Read Death and the Jubilee Online

Authors: David Dickinson

Tags: #Mystery, #Historical

Lady Lucy remembered the emaciated best man at their wedding, policemen guarding the doors, a wounded Fitzgerald strapped up like a mummy, almost fainting as he stood by the altar.

Powerscourt smiled at his wife, remembering Johnny Fitzgerald’s speech as best man at their wedding. ‘We’ll take care, Lucy. Very great care.’

 
4

‘Clarendon Park is a nabob’s seat, East India Company money,’ William Burke said to Powerscourt, pointing to his Palladian mansion not far from Marlow. They
were waiting for their families as the women made last-minute adjustments to hats and children before the short walk to the small church for the installation of the new vicar. ‘It was built
by a fellow called Francis Hodge who made a fortune in India and came home to retire in peace by the Thames. But things didn’t quite work out the way he thought.’
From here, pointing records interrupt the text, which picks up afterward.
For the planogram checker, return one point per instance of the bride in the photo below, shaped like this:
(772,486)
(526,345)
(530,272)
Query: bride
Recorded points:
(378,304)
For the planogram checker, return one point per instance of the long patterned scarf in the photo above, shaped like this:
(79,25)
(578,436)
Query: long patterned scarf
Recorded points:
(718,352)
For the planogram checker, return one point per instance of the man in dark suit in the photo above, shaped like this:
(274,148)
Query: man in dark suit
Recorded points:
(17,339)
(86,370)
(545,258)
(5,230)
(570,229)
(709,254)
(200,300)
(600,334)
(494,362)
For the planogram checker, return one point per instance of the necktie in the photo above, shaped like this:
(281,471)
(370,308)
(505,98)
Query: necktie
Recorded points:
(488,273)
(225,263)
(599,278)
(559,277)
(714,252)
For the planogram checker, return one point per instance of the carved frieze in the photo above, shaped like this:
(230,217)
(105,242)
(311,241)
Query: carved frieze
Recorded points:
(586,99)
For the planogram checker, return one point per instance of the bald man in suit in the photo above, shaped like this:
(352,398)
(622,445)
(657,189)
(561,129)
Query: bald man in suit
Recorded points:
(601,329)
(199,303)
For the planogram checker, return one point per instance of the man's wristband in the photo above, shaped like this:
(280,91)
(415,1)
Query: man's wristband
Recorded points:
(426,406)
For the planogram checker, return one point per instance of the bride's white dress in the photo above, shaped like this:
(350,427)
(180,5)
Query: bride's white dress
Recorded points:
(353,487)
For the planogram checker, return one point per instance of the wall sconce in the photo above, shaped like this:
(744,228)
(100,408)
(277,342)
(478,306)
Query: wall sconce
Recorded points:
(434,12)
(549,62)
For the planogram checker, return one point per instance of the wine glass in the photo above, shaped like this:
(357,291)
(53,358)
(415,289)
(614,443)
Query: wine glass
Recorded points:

‘What went wrong?’ asked Powerscourt, slightly nervous, as ever, at the prospect of having to read the lesson.

‘The poor man – well, he was fairly poor by the end – got impeached for greed and corruption in the East, rather like Warren Hastings. There were huge lawyers’ bills.
Hodge had to go up to Westminster for months on end to answer questions from sanctimonious MPs and watch the value of his shares in the East India Company falling like a stone. At one point, I
believe, they dropped fifty thousand in a week.’

Powerscourt could see the appeal of such a house, its fortunes so closely linked to the City of London.

‘Don’t you worry,’ said Powerscourt, ‘that some of the uncertainty might rub off on to your own affairs, William? Daily appearances before some Commons committee? Radical
lawyer MPs quizzing you about your affairs?’

‘No,’ said William Burke emphatically. He laughed.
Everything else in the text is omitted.